Secrets of my success
In 2023 one of my ex-colleague asked me to share the secrets of my success. After scratching my head, I came up with the following, based on my experiences as a first line engineer to Head of Engineering and also on inspired by my experience as an Industrial Engineer.
Not being afraid to question what doesn't make sense
Recurring problems which cause only a minor impact
After identifying such problems I used to endlessly analyze them to arrive at their root causes, find solutions, implement those solutions, educate the people at all levels and make sure such problems won't arise after I moved out of that department.
Major failures
Breakdowns and accidents that never occurred for many years after commissioning the plant and then from a certain point, occurring at periodic intervals causing huge losses.
Apparent design deficiencies
Correcting design deficiencies based on repetitive failures and correcting them across all such equipment.
Open discussion
As the Engineering head I organized first-of-its-kind meetings involving people from all the departments to discuss the major setbacks like Turbogenerator tripping that led to stoppage of production in several parts of the plant. The meetings were in my small room attended by employees and supervisors of the affected shift who had first information of the incident, section managers and heads of the departments.
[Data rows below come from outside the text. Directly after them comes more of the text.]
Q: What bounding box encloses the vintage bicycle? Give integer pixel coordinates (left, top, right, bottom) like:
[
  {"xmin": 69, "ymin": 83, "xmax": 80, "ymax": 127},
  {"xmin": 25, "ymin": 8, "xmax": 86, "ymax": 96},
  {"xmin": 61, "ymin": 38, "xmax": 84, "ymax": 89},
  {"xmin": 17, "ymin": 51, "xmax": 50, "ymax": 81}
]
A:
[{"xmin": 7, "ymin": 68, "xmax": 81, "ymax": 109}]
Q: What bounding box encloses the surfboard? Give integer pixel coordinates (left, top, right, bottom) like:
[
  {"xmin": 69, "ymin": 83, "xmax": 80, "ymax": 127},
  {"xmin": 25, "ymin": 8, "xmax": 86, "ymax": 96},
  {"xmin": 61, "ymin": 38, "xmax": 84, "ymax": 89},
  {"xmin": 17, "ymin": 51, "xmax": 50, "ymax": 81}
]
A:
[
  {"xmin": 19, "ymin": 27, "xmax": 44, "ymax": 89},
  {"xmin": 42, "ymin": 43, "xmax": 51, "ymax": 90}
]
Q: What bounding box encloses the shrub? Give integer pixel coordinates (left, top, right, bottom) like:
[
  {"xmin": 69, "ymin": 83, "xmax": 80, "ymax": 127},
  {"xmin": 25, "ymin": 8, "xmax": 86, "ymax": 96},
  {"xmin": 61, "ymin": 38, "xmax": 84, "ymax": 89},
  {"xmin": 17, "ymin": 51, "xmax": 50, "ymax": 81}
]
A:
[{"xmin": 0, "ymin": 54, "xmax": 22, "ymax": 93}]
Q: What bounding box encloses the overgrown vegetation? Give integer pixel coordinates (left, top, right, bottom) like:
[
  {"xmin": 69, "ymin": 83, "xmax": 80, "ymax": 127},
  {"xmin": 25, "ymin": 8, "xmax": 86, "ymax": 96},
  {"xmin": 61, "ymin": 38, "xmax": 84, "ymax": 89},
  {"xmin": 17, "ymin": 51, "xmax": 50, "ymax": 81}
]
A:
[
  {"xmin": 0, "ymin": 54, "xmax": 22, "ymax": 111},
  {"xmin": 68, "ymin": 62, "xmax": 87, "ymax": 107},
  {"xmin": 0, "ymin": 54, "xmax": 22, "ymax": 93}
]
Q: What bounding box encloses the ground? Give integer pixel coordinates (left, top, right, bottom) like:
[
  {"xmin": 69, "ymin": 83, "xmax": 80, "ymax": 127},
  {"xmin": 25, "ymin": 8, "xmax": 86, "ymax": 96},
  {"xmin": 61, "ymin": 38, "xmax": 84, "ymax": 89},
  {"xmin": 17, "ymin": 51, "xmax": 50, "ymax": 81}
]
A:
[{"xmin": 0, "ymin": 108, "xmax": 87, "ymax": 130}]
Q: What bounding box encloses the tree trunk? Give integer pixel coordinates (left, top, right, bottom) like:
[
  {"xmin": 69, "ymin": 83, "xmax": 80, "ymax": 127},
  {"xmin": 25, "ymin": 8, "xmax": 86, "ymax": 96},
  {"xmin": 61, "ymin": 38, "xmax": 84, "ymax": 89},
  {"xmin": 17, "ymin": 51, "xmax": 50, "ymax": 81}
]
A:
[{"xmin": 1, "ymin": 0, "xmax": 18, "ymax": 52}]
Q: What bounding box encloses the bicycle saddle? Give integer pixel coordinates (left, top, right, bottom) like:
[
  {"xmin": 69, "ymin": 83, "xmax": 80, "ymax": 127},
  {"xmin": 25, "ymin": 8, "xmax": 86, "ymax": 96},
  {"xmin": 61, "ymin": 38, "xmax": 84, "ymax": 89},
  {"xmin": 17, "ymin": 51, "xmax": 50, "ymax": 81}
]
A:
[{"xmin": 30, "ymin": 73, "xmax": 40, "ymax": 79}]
All the departments - mechanical, electrical and instrumentation departments were present in these meetings. The room became hot and sweaty as there was only a window air conditioner for about 15 people.
On the day of my post-retirement farewell dinner some young engineers told me that because of those meetings they realized the complexity and interdependence of all the sub systems and respective departments.
One key feature of these meetings was no blaming, finger pointing and personality clashes. I listed out on the white board behind my desk, the observations, likely causes, tentative remedial actions and finally allotting the responsibility for implementing the identified actions to individuals by name and likely date.
First hand observations
To get reliable information about targeted problems, I observed what was happening in minute detail. I used to spend many extra hours on this R&D work without which they would not have been resolved on a permanent basis.